Aurora Award Finalist story from a multi-award winning author.
"Doug Smith is, quite simply, the finest short-story writer Canada has ever produced in the science fiction and fantasy genres, and he's also the most prolific. His stories are a treasure trove of riches that will touch your heart while making you think."
-- Robert J. Sawyer, Hugo Award-winning author of Hominids and FlashForward
"A great storyteller with a gifted and individual voice."
-- Charles de Lint
"One of Canada's most original writers of speculative fiction."
-- Library Journal
DESCRIPTION:
When the Shogun's soldiers burn his village and kill his parents, young Asai is rescued by a strange red hawk and led to a fabled temple. Here, he trains under Ikada, the Warrior of the Red Bird and seeker of the Hidden Light. Asai will be the last Warrior, and unless he can succeed where all other Warriors have failed--to discover the Hidden Light--then his people will suffer a thousand years of misery.
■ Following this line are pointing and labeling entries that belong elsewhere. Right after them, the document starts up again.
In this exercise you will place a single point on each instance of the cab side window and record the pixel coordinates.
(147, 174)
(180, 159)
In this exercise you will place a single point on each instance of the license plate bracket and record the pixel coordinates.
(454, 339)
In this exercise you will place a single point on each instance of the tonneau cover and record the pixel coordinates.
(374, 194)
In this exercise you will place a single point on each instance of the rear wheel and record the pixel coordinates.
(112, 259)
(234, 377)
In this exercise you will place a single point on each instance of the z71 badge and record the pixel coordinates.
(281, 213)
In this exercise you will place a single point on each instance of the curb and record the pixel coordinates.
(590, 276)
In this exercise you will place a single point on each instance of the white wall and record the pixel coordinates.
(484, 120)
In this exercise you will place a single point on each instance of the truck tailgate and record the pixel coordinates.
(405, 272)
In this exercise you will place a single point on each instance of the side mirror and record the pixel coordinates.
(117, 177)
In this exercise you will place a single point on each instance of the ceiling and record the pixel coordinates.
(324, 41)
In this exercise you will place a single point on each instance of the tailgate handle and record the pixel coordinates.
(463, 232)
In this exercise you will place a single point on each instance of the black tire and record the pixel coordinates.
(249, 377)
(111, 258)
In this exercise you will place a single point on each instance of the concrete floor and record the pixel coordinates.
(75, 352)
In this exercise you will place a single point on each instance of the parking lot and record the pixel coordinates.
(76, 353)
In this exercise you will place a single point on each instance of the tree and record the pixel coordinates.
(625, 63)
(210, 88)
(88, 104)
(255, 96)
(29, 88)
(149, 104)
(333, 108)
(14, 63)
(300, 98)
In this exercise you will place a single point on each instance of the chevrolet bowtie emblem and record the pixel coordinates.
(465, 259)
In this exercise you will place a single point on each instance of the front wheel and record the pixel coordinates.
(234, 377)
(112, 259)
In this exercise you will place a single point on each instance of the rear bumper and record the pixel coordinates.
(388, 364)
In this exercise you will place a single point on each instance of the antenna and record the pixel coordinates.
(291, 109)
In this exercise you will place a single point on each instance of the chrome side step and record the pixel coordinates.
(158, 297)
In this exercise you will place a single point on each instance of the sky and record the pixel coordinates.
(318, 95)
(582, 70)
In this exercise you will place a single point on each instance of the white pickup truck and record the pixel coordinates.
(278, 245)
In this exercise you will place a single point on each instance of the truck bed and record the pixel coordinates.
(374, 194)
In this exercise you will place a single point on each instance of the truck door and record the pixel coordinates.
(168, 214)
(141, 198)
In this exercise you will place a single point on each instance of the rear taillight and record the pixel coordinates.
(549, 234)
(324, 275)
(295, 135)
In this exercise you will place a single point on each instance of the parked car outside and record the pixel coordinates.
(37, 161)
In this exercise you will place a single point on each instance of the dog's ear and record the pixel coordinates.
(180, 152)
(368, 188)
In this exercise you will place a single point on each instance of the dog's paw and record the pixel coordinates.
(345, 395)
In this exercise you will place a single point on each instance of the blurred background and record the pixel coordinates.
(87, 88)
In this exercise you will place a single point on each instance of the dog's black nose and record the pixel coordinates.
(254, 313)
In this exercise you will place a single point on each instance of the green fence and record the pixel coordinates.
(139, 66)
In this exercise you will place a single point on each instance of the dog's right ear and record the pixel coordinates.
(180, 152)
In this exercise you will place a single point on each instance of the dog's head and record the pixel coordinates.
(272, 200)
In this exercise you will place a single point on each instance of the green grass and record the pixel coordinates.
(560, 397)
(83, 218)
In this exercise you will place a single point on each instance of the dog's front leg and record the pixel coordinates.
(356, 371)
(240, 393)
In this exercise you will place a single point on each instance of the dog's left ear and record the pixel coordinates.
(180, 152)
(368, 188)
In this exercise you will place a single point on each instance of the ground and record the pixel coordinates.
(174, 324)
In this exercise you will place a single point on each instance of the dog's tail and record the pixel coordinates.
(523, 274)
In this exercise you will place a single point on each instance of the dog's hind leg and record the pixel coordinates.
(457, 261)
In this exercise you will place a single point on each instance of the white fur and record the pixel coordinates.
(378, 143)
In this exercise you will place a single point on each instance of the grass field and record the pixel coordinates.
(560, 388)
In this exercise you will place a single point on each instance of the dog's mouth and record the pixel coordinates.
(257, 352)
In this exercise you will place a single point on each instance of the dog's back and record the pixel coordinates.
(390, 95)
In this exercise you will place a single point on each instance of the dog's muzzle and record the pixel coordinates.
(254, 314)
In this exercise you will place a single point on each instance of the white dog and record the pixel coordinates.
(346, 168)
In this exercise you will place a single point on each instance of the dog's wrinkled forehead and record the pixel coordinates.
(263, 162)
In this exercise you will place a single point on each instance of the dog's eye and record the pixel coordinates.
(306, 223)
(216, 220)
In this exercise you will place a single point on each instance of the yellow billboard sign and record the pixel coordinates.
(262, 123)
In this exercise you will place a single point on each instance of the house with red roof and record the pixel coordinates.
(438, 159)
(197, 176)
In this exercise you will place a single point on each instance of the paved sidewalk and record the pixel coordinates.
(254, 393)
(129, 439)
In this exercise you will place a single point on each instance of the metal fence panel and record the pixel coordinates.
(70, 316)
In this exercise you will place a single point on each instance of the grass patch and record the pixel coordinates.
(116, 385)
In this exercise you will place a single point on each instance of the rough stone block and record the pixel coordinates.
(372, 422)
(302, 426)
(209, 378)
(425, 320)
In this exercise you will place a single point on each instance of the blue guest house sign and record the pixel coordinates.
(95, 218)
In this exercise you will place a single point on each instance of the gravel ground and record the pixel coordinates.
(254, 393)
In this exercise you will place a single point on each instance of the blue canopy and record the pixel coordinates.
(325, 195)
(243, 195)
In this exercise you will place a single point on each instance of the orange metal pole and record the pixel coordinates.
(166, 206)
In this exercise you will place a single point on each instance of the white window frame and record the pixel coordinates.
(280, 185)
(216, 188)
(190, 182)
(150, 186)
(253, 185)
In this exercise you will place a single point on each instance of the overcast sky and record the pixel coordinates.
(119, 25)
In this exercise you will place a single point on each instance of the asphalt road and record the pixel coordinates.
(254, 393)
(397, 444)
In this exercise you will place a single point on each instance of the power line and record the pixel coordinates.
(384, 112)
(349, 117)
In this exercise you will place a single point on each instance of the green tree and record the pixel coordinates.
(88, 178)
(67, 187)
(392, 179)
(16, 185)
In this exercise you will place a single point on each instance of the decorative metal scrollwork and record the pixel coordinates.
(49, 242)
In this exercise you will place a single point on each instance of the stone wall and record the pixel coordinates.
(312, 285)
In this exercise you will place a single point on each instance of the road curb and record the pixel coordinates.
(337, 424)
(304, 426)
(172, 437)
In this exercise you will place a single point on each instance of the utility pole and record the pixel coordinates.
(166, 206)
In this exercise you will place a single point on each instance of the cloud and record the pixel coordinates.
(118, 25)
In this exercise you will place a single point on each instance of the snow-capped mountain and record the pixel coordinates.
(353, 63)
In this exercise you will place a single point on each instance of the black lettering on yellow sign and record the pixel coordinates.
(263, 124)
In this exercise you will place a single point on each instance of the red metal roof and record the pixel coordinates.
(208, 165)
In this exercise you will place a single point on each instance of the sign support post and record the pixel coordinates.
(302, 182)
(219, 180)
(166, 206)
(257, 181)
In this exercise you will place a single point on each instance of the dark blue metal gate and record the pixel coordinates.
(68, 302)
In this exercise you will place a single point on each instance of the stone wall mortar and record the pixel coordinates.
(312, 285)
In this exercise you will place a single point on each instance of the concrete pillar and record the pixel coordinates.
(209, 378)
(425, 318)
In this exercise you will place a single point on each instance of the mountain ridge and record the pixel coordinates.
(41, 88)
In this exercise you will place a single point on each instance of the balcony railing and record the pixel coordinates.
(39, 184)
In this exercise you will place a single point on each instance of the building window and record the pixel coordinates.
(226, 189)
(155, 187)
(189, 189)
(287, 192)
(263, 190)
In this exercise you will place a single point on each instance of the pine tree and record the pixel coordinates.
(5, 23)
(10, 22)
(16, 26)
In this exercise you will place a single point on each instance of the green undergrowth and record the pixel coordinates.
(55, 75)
But when Sawako, a beautiful young woman, challenges him, Asai must choose between his heart, his people, and his destiny.
REVIEWS:
"A spellbinding piece of writing set in a Japan-that-never-was that is both well-plotted and elegantly paced"
-- Strange Horizons
“I loved this tale. ... It has the feel of a myth or legend about a boy who finds that his destiny is closely entwined with the destiny of a people. ... Honestly, I could have read it forever. The ending was that perfect combination of sadness and hope.”
-- SF Crowsnest Review
“A superbly told, involving, and brilliantly paced short story, complete with an ending made more tragic by its inevitability.”
-- Tangent Online
"Powerful, moving and not quite predictable (A+)"
-- Fantasy Book Critic
“A wonderfully recounted story, with an excellent pace and a perfect ending.”
-- Bibliopolis
"A mini-epic. ... If you love Japanese and Samurai stories, this one will give you goose bumps."
-- Tangent Online
ABOUT THE AUTHOR:
Doug is an award-winning author of speculative fiction, with over a million words of fiction sold and over a hundred short story sales to professional markets in thirty countries and two dozen languages.
He has published three short story collections: Chimerascope (ChiZine Publications, Canada, 2010), Impossibilia, (PS Publishing, UK, 2008), and just recently, La Danse des Esprits (Dreampress, France, 2011).
Doug has twice won Canada's Aurora Award for speculative fiction, and have been a finalist for the international John W. Campbell Award, the Canadian Broadcast Corporation's Bookies Award, and the juried Sunburst Award.